South Brunswick players have assisted the township’s youth baseball program on Opening Day and participated in free clinics for youngsters. Independently, players in the baseball program engage in other community service projects.
Hendricks spearheaded a disaster relief effort in 2017, collecting supplies for survivors of Hurricane Maria in Puerto Rico, where his father lived for more than a dozen years and where his maternal grandparents were born and raised.
In 2020, Hendricks joined his peers in organizing the first annual Greater Middlesex Conference Baseball Coaches Association Charity Golf Outing. The wildly successful event has raised more than $11,000 for The Marisa Tufaro Foundation.

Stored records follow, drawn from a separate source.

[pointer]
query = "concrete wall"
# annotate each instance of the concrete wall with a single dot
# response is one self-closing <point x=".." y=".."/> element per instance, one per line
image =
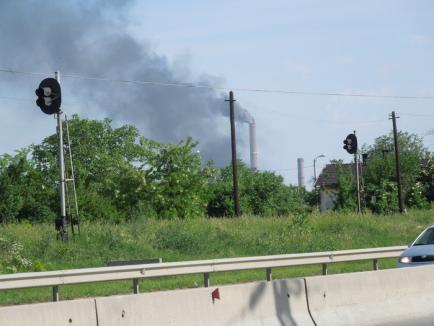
<point x="389" y="297"/>
<point x="65" y="313"/>
<point x="281" y="302"/>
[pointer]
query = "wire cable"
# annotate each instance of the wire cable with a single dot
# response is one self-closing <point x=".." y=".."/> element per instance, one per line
<point x="203" y="86"/>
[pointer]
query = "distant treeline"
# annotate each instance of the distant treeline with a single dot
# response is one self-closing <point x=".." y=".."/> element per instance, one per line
<point x="120" y="175"/>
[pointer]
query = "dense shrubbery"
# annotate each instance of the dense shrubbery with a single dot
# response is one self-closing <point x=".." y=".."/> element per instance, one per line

Four years ago, The Marisa Tufaro Foundation sponsored 70 South Brunswick student-athletes, covering their registration fees to participate in a charity kickball tournament benefiting Ray Fantel, a courageous student in the school district living with an incurable disease and the younger brother of current Vikings baseball star Ethan Fantel.
The Marisa Tufaro Foundation was recently honored to pay forward the kindness of Hendricks, jumpstarting his own fundraiser last year with a $1,000 donation that benefited Fantel and South Brunswick Public Schools’ Special Olympics Unified programs.
Hendricks raised money for the two special causes through his participation in the 49th annual Long Beach Island Commemorative 18 Mile Run.
South Brunswick baseball players and their families also supported Hendricks’ fundraiser.